Heinz Holliger, French oboe concertos, Philips


----------



## SanAntone (May 10, 2020)

_Concierto Para Bandoneon_ by *Astor Piazzolla*
Lalo Schifrin, Orchestra of St. Luke's

View attachment 151903


----------



## consuono (Mar 27, 2020)

A collection of albums, really...


----------



## Coach G (Apr 22, 2020)

So we need some clarification here. I thought that the recording couldn't include piano, violin or voice at all; as opposed to a piece that may have piano, violin(s), or voices, but not center-stage.


----------



## 20centrfuge (Apr 13, 2007)

Coach G said:


> So we need some clarification here. I thought that the recording couldn't include piano, violin or voice at all; as opposed to a piece that may have piano, violin(s), or voices, but not center-stage.


if the piano (or other instruments) are accompaniment then that is in the spirit of the OP


----------



## Olias (Nov 18, 2010)

Alisa's Dvorak CD


----------



## Prodromides (Mar 18, 2012)

Sax Drive!


----------



## Coach G (Apr 22, 2020)

20centrfuge said:


> if the piano (or other instruments) are accompaniment then that is in the spirit of the OP


In that case there are too many works for cello to mention: cello concertos (by the likes of Dvorak, Elgar, Shostakovich, Barber, etc); other orchestral orchestral works that feature the cello (such as _Don Quixote_ by Richard Strauss, _Cello Symphony_ by Britten, Tavener's _Wake Up and Die_, and _Song of Orpheus_ by William Schuman); and sonatas for cello and piano (by Brahms, Grieg, Hovhaness, Shostakovich, Barber, Britten, etc) are innumerable. When you add the guitar concertos by Rodrigo, Villa-Lobos, and Castelnuovo-Tedesco, it creates an even larger filed to choose from.

So I'm just going to leave out the cello and guitar, as well as the piano, violin, and voice; and showcase the works of *Paul Hindemith* for brass and for viola:

















The first 2-CD set features sonatas for trumpet and piano, trombone and piano, tube and piano, and horn and piano by members of the Philadelphia Brass Ensemble accompanied by late, great, and slightly eccentric Glenn Gould.

The second 2-CD set features sonatas for viola and piano, and sonatas for viola alone played by concert violist, Kim Karshkashian (not to be confused with Kim Kardashian with a "d" of reality TV fame).

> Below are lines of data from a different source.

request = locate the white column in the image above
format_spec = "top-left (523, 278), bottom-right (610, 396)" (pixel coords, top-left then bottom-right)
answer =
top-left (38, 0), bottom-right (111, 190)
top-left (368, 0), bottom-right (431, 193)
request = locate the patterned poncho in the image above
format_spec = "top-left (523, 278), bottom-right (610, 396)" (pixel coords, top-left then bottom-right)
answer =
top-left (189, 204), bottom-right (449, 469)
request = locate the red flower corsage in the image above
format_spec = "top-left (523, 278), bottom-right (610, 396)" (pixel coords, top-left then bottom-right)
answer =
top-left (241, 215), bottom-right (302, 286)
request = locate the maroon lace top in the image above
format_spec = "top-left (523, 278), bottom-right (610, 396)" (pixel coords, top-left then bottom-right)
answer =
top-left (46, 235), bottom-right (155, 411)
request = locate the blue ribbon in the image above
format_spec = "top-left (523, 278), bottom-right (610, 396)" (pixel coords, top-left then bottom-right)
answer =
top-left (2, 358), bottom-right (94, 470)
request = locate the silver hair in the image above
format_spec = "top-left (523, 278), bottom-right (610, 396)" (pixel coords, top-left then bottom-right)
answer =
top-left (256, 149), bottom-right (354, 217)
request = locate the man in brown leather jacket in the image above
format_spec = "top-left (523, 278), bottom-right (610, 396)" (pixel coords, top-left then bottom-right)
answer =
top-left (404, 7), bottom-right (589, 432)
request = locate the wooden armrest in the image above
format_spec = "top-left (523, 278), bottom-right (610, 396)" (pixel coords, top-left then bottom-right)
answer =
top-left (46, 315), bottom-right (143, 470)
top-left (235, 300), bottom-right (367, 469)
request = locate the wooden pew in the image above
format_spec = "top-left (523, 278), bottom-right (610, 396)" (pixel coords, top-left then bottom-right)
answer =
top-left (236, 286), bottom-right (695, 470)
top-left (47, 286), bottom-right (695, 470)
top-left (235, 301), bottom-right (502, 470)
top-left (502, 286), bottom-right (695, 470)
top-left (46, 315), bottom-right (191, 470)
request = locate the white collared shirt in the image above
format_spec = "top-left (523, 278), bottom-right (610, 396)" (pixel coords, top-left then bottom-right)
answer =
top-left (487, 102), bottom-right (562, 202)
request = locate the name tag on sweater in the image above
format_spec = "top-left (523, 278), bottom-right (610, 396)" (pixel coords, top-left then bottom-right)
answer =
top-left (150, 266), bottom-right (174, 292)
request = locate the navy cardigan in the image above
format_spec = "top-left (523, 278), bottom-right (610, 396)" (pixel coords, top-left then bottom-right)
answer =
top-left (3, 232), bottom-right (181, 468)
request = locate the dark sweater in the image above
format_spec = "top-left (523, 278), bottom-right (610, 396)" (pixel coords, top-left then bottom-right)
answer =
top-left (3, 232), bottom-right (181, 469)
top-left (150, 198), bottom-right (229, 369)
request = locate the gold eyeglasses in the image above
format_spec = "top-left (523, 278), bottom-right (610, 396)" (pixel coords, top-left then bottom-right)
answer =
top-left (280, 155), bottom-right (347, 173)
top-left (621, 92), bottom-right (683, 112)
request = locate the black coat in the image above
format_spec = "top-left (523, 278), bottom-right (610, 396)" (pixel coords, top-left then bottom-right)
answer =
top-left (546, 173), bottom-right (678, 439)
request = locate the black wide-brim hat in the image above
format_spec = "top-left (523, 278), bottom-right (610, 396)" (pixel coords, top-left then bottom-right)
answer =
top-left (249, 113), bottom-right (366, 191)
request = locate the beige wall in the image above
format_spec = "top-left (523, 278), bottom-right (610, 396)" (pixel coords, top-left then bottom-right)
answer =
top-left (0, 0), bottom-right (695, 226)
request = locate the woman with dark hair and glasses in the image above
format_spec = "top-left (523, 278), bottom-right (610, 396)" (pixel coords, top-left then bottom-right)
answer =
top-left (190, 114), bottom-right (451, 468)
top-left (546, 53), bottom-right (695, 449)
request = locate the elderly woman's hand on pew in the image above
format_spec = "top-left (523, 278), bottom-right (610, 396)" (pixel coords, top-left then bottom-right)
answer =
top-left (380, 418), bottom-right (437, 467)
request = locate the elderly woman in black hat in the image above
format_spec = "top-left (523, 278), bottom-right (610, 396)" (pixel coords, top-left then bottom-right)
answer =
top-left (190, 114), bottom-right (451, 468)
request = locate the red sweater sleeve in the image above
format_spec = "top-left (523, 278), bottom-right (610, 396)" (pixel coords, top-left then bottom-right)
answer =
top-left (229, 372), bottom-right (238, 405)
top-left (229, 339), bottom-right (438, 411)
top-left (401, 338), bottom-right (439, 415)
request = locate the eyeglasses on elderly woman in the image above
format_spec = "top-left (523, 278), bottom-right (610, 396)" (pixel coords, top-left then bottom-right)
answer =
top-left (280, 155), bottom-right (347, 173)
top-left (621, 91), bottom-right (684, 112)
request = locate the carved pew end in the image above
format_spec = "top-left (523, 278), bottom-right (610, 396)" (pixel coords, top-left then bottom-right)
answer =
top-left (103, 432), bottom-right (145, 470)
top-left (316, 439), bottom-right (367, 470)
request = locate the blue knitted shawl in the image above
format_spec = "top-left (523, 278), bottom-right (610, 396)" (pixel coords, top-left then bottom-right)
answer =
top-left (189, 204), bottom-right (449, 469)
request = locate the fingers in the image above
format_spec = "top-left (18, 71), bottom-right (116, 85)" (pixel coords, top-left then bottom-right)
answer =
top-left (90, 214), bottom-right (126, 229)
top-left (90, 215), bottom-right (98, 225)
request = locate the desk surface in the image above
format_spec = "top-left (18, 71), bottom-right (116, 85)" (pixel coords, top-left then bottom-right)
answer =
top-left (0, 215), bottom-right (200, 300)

In the book, _Who's Afraid of Classical Music?_, Michael Walsh identified Hindemith as an academic composer who composed about a zillion sonatas that no one ever listens to, for every combination of instruments. And to a certain extent this is true. But I think that if you concentrate on the works featured in the CDs above, give the music an even chance, and allow yourself more than one (or two or three) listens, you'll see that Hindemith is a wonderful craftsman whose musical visions just celebrates the full potential of the instrument being showcased.


----------